HE Strike Bulletin #1

Take back the university – Unite and Fight

Lobby of UUK, 2018

UCU members have achieved something many thought impossible. We bust through the Tory anti-union threshold of 50% turnout in sixty universities. Activists have breathed new life into the campaign to defend USS, and broadened the fight to the post-92 universities, winning ballots on pay, equality, casualisation and workload.

Democracy, struggle and ballots

This happened thanks to the flowering of democracy in the union. The 2018 strike movement demanded accountability of union leaders in congresses and conferences. One general secretary election, a turbulent congress, recall congress and democracy commission later and we have a renewed determination to fight at the grassroots.

We also have a new general secretary from the left, and a left-activist HE leadership (see below for next year’s candidates). Now 80% of members in the USS pre-92 universities are on strike. The remainder are in branches whose turnout was less than 10% short of that required – in some cases they were only a few votes short. Many post-92 colleges were also close to the 50% turnout.

A reballot campaign – aligned to the strike campaign – can bring them out.

But branches seeking a rapid reballot have not been supported at HQ. Three weeks after the ballot results came out, we should be starting repeat ballots at the beginning of the strike wave. HEC voted to relaunch the ballot campaign to allow branches to join a second wave of strikes. Branches need to demand a reballot now.

Uniting to win

Now post-92 universities have joined the fightback. The ‘four fights’ campaign unites the sector. In total, nearly two thirds of the union’s HE membership are striking in defence of pay, against casualisation, escalating workload and – perhaps most importantly of all – to close the appalling gender and race pay gaps that blight our sector.

Members in post-92 universities were unable to take action in 2018. They were able to deliver solidarity to their pre-92 colleagues. But the astonishing mass strike movement in the colleges inevitably centred on the ‘old’ universities. The action has spread to post-92.

After the gold rush

Post-92 universities bore the first, shattering brunt of this market attack, suffering devastating cuts and closures.

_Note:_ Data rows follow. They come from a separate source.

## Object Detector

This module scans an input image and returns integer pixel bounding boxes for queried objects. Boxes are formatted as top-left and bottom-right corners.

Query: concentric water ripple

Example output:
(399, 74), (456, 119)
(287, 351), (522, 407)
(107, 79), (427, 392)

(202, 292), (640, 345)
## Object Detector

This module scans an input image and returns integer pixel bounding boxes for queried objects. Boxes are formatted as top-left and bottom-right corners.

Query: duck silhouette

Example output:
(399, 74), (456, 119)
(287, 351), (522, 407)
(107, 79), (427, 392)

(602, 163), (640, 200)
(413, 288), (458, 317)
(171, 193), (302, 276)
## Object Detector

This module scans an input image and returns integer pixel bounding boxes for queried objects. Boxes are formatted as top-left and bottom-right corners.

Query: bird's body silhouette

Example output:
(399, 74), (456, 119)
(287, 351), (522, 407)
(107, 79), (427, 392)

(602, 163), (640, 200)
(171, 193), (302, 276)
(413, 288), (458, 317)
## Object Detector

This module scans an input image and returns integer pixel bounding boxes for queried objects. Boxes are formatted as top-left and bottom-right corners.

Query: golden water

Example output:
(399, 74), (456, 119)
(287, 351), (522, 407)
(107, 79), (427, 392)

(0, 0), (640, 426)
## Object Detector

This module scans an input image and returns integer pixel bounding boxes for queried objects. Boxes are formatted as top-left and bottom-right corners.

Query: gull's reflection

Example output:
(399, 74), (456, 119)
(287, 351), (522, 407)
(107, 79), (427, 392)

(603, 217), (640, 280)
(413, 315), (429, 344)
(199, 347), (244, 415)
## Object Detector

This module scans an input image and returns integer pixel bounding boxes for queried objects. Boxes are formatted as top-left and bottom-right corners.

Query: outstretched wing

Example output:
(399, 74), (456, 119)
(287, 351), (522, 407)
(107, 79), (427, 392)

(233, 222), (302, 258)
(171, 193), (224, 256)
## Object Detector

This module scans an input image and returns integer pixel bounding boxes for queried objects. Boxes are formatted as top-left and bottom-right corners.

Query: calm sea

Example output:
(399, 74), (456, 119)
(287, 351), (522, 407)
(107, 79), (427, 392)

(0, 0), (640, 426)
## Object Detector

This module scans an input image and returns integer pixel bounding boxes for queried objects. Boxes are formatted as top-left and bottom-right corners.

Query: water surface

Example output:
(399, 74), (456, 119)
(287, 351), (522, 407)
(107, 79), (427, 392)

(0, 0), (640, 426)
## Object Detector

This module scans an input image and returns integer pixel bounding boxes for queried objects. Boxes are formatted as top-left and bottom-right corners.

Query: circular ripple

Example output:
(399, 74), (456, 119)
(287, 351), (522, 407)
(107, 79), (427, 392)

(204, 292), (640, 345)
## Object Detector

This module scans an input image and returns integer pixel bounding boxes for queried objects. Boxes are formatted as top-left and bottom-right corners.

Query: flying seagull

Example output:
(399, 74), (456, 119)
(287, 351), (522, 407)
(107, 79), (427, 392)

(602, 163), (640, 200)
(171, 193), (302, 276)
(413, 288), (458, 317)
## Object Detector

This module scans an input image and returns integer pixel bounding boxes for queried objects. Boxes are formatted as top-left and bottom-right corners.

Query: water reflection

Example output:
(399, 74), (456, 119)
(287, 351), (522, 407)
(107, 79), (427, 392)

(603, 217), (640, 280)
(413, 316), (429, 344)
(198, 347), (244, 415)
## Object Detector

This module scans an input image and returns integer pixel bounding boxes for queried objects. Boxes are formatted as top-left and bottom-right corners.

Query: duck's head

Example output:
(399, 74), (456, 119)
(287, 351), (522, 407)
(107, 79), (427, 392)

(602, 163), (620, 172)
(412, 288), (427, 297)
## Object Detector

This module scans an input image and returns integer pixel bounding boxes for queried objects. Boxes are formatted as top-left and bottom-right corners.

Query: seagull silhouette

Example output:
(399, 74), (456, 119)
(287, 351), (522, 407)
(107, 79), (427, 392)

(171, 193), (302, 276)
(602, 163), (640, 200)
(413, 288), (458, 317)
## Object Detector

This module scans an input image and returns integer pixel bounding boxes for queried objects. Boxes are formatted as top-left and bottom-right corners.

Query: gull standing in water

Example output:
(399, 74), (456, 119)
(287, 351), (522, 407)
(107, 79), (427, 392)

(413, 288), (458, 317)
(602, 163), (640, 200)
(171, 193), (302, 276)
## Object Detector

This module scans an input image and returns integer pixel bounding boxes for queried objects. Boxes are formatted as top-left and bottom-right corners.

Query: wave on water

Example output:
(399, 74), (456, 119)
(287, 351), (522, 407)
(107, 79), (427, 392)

Students pay more, staff earn less. And future taxpayers will pay for it.

In the 2010 general election, the Lib Dems claimed that scrapping tuition fees was “non negotiable”. Then they did a U-turn to enter a coalition with the Tories. That ConDem government tripled fees to £9,000 a year and part-abolished the block grant. Then in 2014 they removed limits on student recruitment, unleashing the gold rush and war-of-all-against-all we see today.

Since then university management greed has expanded courses and student numbers. Over £10bn was borrowed for new campuses and buildings. The Treasury’s tuition fee debt mountain is now around £100bn, half of which will never be repaid.

University employers are gradually waking up to the reality that this gold rush must come to an end. Augar proposed cutting the home student fee to £7,500 a year. This would wipe out profit margins universities are banking on.

The importance of this general election to change course cannot be understated. Both the Labour and Green Party manifestos call for abolishing tuition fees and bringing the HE market under control.

Despite record surpluses as much as £2bn a year, pay has been cut by 20% in real terms over the last ten years. Fee-market uncertainty encourages expansion at the expense of job insecurity. Workload has skyrocketed. Workload and job insecurity are two sides of the same coin: the whip of the causal contract driving up workload for all.

Market competition and secrecy means UCL does not know what Imperial has borrowed or whether its sums add up, and vice versa. USS depends on a ‘mutuality’ principle (all universities share pension risk in case one goes bankrupt). This is undermined by mutual distrust and corporate self-interest. That is why a government guarantee to underpin the scheme makes sense.

We can win

Our demands are ridiculously reasonable. The sector is making record surpluses. In many colleges, interest payments on borrowing exceed the few extra million apiece that would be needed to settle this dispute. But if the Treasury needs to help out, so what? This is a national dispute, universities are a national asset, and we need a national settlement.

In pre-92, if UUK agreed to end the fictional ‘de-risking’ USS valuation model, they would immediately recoup 3.1% of salary costs. USS does not need extra contributions. Between 2017 and 2019, its assets grew by £10bn to £74bn. The increases USS is demanding cannot yield more than £1bn over the next two years.

This strike is a warning shot. Eight days show we are serious. By uniting together we have the power to shut down the whole sector. We may need to strike next year.

Fighting for the future

Our strikes prove that the university is the staff. The ‘academic team’ is the entire staff body, from porter to professor. Education is the gift each generation nurtures and hands to the next. Thus universities are central to ensuring that climate science is implemented, and the world economy is moved onto a sustainable basis.

We stand with our students, and the rest of society. University funding is a pact with society: academic freedom is a freedom of a free society. We stand in solidarity with student and staff protesters in Hong Kong and other countries where those rights are being trampled on. We stand against all who would divide us by race, religion, sexuality, gender or physical ability.

Everyone has the right to benefit from a free education. Its time to unite and fight for the future of Higher Education – and for a freer, more sustainable society for all.